Shocking, I know. We were made for dependency. We were made to rely on Him. Many of us are really good at admitting our need for God, but it’s typically after we’ve tried everything in our power first. Relying on God wasn’t something He meant to be our backup plan. We are made to lay aside our independence and abilities from the start and choose dependency. It’s counterintuitive, countercultural, against everything we are taught and praised for – but that’s how God works often.

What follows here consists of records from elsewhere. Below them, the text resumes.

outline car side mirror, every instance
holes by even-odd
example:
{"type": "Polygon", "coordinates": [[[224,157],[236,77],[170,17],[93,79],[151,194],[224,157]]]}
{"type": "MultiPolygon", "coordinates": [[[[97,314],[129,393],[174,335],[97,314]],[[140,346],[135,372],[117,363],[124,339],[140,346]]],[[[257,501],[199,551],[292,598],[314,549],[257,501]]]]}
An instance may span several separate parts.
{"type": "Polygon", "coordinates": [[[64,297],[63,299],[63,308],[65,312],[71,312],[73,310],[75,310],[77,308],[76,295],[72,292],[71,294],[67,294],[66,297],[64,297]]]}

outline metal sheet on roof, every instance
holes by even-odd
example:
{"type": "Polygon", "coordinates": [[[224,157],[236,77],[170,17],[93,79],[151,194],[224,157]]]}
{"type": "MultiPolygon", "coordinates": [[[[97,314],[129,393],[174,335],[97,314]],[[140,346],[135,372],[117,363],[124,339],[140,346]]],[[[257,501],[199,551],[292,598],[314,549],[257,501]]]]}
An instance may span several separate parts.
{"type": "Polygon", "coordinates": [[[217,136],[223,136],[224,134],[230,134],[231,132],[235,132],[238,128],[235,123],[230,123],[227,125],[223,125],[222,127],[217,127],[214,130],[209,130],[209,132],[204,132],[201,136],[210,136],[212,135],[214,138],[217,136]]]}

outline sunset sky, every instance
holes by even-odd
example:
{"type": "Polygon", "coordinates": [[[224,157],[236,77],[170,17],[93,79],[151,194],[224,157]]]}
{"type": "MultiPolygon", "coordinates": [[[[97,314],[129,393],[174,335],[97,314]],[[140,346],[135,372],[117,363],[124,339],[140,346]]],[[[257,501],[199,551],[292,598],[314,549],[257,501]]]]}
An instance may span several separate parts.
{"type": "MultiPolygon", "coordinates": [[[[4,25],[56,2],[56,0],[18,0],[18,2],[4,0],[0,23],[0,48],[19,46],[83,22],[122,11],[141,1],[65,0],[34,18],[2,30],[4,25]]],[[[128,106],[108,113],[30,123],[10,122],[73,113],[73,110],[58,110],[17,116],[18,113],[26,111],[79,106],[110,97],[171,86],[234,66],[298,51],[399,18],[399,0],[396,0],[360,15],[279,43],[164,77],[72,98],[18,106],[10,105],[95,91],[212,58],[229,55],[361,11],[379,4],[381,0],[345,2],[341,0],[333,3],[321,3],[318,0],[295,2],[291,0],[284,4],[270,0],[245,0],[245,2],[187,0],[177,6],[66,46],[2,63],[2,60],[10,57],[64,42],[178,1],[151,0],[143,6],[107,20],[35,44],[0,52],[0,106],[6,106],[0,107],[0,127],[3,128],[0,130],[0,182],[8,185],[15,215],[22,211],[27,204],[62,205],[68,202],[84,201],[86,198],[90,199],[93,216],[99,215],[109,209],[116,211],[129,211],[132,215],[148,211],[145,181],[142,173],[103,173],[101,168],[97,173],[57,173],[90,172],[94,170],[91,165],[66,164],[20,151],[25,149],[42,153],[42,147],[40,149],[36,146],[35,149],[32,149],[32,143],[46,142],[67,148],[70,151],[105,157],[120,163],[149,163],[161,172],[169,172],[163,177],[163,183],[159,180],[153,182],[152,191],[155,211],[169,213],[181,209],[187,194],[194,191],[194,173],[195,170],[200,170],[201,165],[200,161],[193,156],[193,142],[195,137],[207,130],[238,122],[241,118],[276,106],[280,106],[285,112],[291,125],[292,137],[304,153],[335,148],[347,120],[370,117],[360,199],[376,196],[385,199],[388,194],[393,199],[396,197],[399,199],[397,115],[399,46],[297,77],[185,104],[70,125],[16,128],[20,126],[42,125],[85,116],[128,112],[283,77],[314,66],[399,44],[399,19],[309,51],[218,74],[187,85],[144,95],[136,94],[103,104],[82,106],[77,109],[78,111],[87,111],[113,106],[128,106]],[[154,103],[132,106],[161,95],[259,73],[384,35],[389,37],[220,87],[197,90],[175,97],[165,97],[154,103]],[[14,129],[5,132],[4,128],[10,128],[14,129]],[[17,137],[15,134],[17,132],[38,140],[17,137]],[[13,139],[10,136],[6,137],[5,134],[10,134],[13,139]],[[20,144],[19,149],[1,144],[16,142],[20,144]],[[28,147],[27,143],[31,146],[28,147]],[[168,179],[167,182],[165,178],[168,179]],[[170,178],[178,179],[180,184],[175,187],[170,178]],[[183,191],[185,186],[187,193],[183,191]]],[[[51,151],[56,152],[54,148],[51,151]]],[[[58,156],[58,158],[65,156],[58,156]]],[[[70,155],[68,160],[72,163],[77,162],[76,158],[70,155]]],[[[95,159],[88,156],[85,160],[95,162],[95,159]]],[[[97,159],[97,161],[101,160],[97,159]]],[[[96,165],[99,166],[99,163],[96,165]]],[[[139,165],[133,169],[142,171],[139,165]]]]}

Many times, God – in His immense mercy and grace and love for us – blesses the things we do, even when we do them apart from Him. I think back to when I married Ryan. When I met Ryan, I loved Jesus and went to church, but I was rarely pursuing my own relationship with God. I don’t even remember ever praying and asking God if Ryan was who I was supposed to marry. I just did it. And I look back now, and I can see God’s hand in it, how He brought us together, provided this incredible man for me, and protected and guided our relationship. But probably my greatest lament is that even though I see God in it as I look back (and I am so grateful for that), I didn’t experience God in the present. And because of that, I missed many amazing conversations with Him. I’m sure He had so many promises He wanted to tell me, dreams He wanted to give me, and words for me to hold onto.
So I felt God asking me to invite Him into my now. I don’t have to experience God by looking back into my past, but I can share Him today. I think we are meant to pray before meals to ask God to bless our food and say, “Lord, we could sit here and eat this food without you, but we don’t want to.” Don’t get me wrong, God is always with us, but there is a difference when we open ourselves up to His presence, recognize and desire it, and extend an invitation for Him to move and speak. My decisions and actions become different, and my words and thoughts become different when I desire for God to be a part of each of them. What if each morning we said, “Alright, Lord, I’ve got this long list of things I have planned to do today, but I want to invite you into it and allow you to change my plans.” It would radically evolve the way we live. We wouldn’t be striving, stressing, and exhausted, doing everything on our own strength. We wouldn’t feel empty and tired of doing the same thing day in and day out.
It’s the little things I want to start inviting God into and the big things. Like having kids (I’m not announcing we’re pregnant, haha). But I am saying that many of us have children based on our own timeline. Once we have completed this checklist, we will have kids. Or once we’re a certain age. Whenever we feel like it is a “wise” decision, God’s wisdom is so much different than our earthly wisdom.
Stop deceiving yourselves. If you think you are wise by this world’s standards, you need to become a fool to be truly wise. For the wisdom of this world is foolishness to God. 1 Corinthians 3:18-19
This is honestly what Ryan and I have done. “We’ll have kids when it makes sense.” But I felt so strongly that God asked me to invite Him into that, too. God’s timing is often very, very different than our own. And if I invite Him into it now, what could He decide to speak to me about it today? Even if it’s not God’s plan for us to have kids, I want to start talking to God about our family now. I want our children to be ushered into this world through our prayers, words from the Lord, and His promises for our family. I can experience God today when it comes to our family. I can experience God today in everything.
This lesson has revealed a lot of pride in my heart. A lot of times we don’t invite God into something because we believe we can do it better ourselves. Our plan is better, safer, and less scary. I know it’s hard to give up control. We don’t like the unknown. But if we know God, know His character and nature, believe God is in control, that He is good, His plans are good, and He wants the best for us – why would we want the power in anyone else’s hands but His?